Failure—and the lyranny of Success

People usually treat climbing as a goal-oriented sport instead of an experience-oriented sport. However the lessons and spirit of climbing come from the act of climbing, and their value doesn't depend on reaching a summit, All goal-oriented enterprises contain failure as their antithesis, but turning back on a climb doesn't invalidate the hard work and tough lessons encountered along the way.

Treating climbing as a means to nab a summit or complete a route engenders a fear of failure. Failure then becomes a physical or psychic defect. This is the fate of climbers who value summits over experience, who succumb to the tyranny of success. Unlike other sports disciplines, high-level alpinism becomes more dangerous the more you do it. The druglike demands of harder, higher, lighter, faster have killed most of the very best climbers the world has ever seen. No one is immune. On the other hand, people who want to learn, who want to live long enough to do a number of good routes and to become climbers that partners and family can trust, leam how to fail and when to fail.

All alpine climbers struggle with learning when to fail. It is one of the most difficult lessons. Every great climber turns back too soon on occasion—or waits too long to retreat,


goes past the point of no return, and is forced to "fail upward." No formula determines the correct moment to fail. It can arrive upon shouldering the pack, it can arise fifteen pitches up an eighteen-pitch route, it can bite you after days of toiling upward. Self-knowledge usually solves the problem: You should fail and retreat before completely losing control of yourself.

Learn to turn back before losing all ability to influence what will happen to you. Although no one fully controls a situation in the mountains, you should never voluntarily relinquish control of yourself. Force circumstances to wrestle away your self-control only after a hard fight. Even then, don't allow panic to induce paralysis. Everyone loses it at some point, but those with enough training and experience are able to rely on reflex and their survival instinct to make decisions. Reflex is the result of training, training, training. The will to live is programmed into everyone. Some people's will is stronger than others.

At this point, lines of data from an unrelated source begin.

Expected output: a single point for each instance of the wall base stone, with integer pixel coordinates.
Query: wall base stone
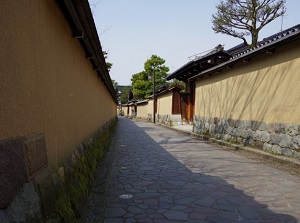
(277, 138)
(171, 120)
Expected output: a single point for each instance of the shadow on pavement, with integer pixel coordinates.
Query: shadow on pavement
(165, 190)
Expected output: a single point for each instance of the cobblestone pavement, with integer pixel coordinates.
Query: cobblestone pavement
(175, 178)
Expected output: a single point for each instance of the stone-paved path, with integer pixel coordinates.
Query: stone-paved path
(175, 178)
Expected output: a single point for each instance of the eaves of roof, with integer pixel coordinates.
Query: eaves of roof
(78, 14)
(181, 72)
(142, 102)
(267, 45)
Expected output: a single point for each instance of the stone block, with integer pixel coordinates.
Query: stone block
(285, 140)
(287, 152)
(12, 170)
(267, 147)
(257, 135)
(246, 124)
(292, 129)
(280, 128)
(35, 154)
(231, 122)
(262, 126)
(275, 138)
(296, 142)
(229, 129)
(254, 125)
(237, 123)
(251, 142)
(277, 149)
(271, 127)
(259, 144)
(26, 205)
(265, 136)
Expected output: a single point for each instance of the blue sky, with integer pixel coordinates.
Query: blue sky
(132, 30)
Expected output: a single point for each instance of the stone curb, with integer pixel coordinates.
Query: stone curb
(265, 155)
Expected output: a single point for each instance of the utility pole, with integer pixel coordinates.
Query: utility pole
(154, 97)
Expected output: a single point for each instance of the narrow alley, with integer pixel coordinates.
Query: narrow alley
(158, 175)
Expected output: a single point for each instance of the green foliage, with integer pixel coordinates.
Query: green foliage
(115, 85)
(177, 82)
(241, 18)
(142, 82)
(79, 179)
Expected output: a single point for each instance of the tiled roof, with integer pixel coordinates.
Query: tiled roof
(267, 44)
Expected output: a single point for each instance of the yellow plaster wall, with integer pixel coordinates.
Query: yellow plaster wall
(265, 89)
(150, 107)
(164, 104)
(47, 84)
(142, 110)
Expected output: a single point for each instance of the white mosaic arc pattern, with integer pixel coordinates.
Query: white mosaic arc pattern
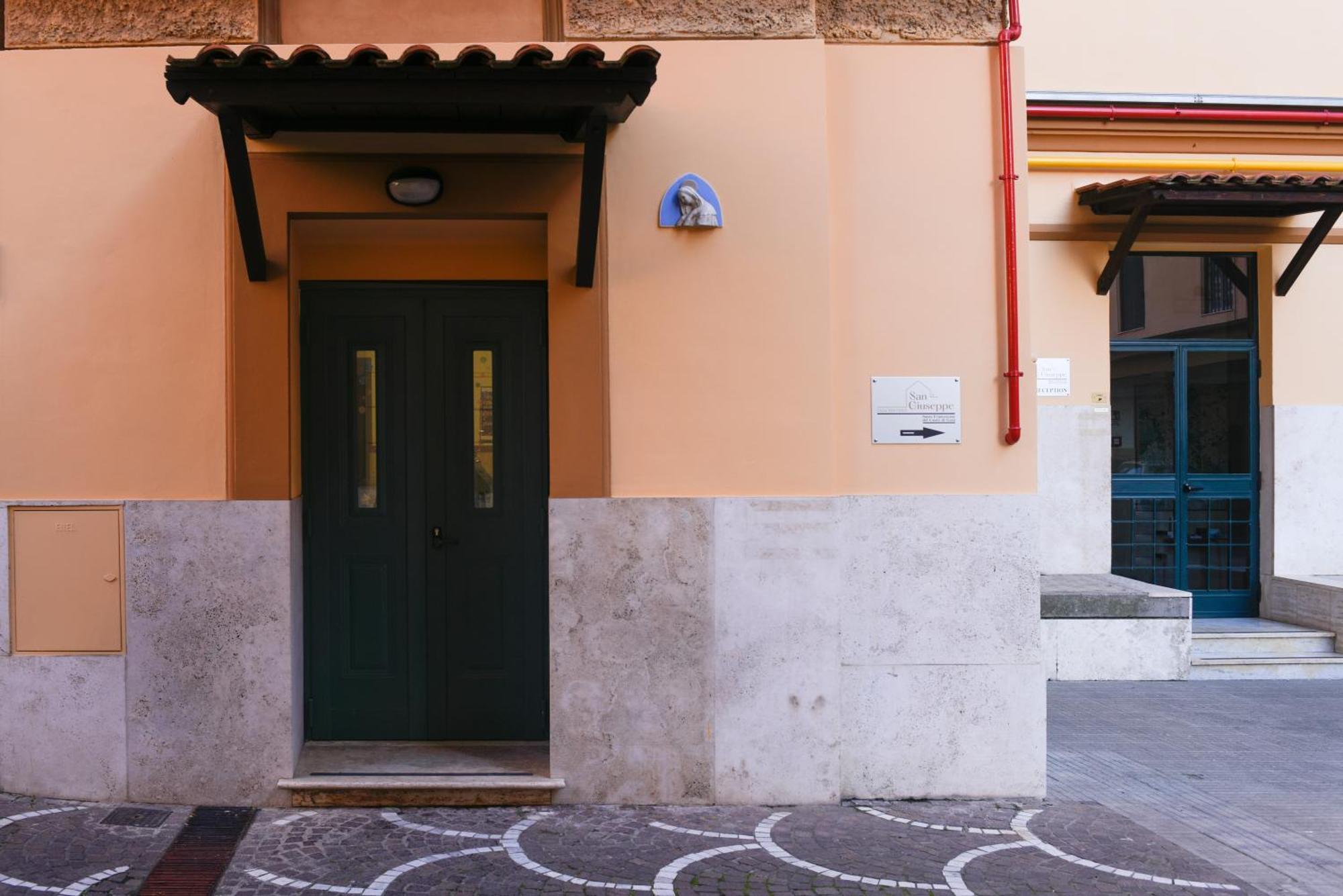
(65, 890)
(762, 838)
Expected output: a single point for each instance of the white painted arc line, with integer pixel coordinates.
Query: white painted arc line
(1021, 824)
(665, 882)
(952, 871)
(933, 827)
(85, 883)
(396, 817)
(516, 852)
(36, 813)
(68, 890)
(297, 816)
(378, 886)
(765, 836)
(698, 834)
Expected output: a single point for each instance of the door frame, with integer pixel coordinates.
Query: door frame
(1215, 485)
(469, 289)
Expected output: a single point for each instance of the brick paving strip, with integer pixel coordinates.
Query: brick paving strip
(947, 847)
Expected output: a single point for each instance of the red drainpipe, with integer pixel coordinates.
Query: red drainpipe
(1169, 113)
(1009, 179)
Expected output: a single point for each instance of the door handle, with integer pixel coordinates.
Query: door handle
(437, 541)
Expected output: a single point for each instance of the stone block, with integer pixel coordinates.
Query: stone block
(1110, 597)
(1075, 486)
(632, 650)
(209, 628)
(1118, 650)
(690, 19)
(64, 726)
(1307, 491)
(939, 580)
(902, 20)
(777, 650)
(76, 23)
(925, 732)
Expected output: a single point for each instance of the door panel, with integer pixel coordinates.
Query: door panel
(363, 494)
(487, 485)
(425, 499)
(1185, 482)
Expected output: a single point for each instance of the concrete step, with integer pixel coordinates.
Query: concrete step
(421, 791)
(1299, 643)
(1311, 666)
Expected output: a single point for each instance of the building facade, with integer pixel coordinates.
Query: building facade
(598, 454)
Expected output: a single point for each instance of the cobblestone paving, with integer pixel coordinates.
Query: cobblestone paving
(956, 848)
(62, 847)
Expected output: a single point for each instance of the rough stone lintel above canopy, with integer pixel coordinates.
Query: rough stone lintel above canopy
(836, 20)
(77, 23)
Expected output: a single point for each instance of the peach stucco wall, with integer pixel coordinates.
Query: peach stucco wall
(112, 323)
(862, 238)
(1193, 46)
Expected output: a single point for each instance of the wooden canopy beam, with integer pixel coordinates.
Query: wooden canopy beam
(590, 203)
(1122, 248)
(245, 193)
(1313, 242)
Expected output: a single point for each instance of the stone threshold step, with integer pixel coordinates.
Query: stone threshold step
(421, 791)
(1310, 634)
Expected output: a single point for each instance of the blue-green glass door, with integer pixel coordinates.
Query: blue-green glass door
(1184, 438)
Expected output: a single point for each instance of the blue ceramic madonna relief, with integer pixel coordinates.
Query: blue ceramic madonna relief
(691, 203)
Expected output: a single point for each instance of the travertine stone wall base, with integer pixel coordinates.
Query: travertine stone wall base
(902, 20)
(201, 707)
(1307, 491)
(1074, 489)
(836, 20)
(80, 23)
(796, 650)
(1118, 650)
(209, 689)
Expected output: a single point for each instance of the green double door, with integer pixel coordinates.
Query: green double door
(425, 510)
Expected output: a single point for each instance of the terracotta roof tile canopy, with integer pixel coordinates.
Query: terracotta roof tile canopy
(1221, 196)
(257, 93)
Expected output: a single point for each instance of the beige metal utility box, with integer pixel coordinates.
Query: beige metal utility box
(66, 592)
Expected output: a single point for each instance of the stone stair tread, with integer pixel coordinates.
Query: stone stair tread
(422, 783)
(1219, 659)
(1306, 634)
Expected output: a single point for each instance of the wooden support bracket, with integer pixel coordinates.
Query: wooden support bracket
(1313, 242)
(590, 204)
(245, 193)
(1122, 248)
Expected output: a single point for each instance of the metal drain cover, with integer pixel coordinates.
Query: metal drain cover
(134, 817)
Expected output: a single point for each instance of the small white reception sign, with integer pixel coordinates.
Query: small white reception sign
(1054, 377)
(917, 411)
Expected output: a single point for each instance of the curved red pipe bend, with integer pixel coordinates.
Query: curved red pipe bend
(1009, 179)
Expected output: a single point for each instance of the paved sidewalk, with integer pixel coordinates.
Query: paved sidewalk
(1156, 789)
(1246, 775)
(957, 848)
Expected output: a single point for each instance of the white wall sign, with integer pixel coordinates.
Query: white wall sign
(1054, 377)
(917, 411)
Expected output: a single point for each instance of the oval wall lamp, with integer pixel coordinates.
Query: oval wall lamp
(414, 185)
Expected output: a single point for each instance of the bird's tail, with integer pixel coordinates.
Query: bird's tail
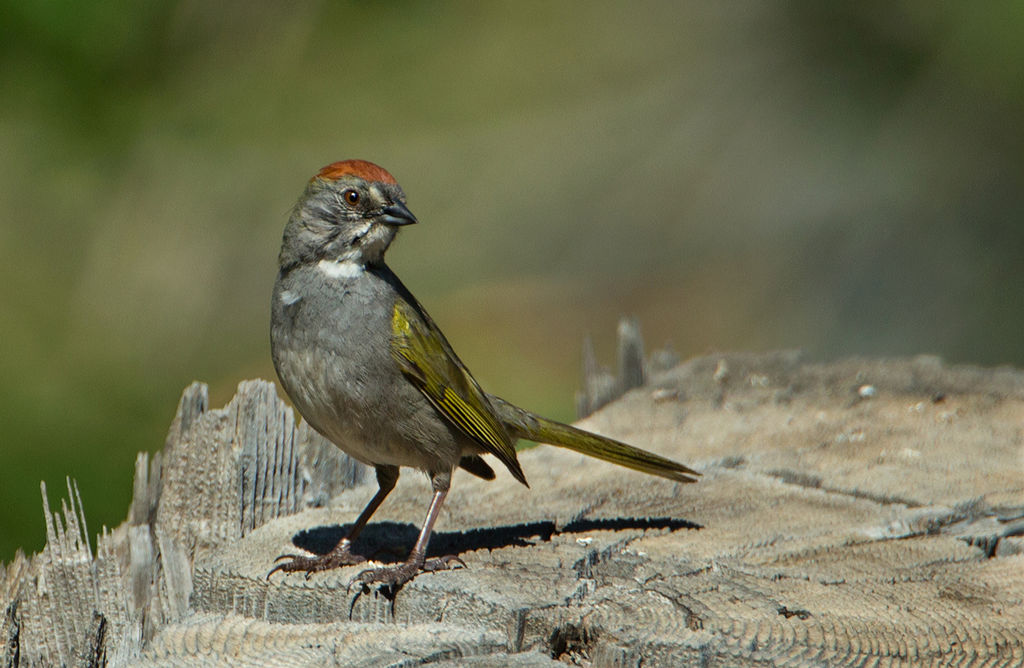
(524, 424)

Is yours strong, or will you just give up without much of a fight? Know before you go.

Learning how to fail is a bit easier. The mechanics of retreat are covered in the final chapter of this book. Besides being physically intricate, retreating safely and efficiently is a state of mind. Depending on the margin of safety, the slightest potential problem with weather or psyche could mandate retreat, or the team could be strong enough to get in really deep before needing to pull the plug. The style of ascent corresponds directly to the style of retreat. Dealing with the possibility of both retreat and of "failing upward" is an integral part of planning for any route in the mountains.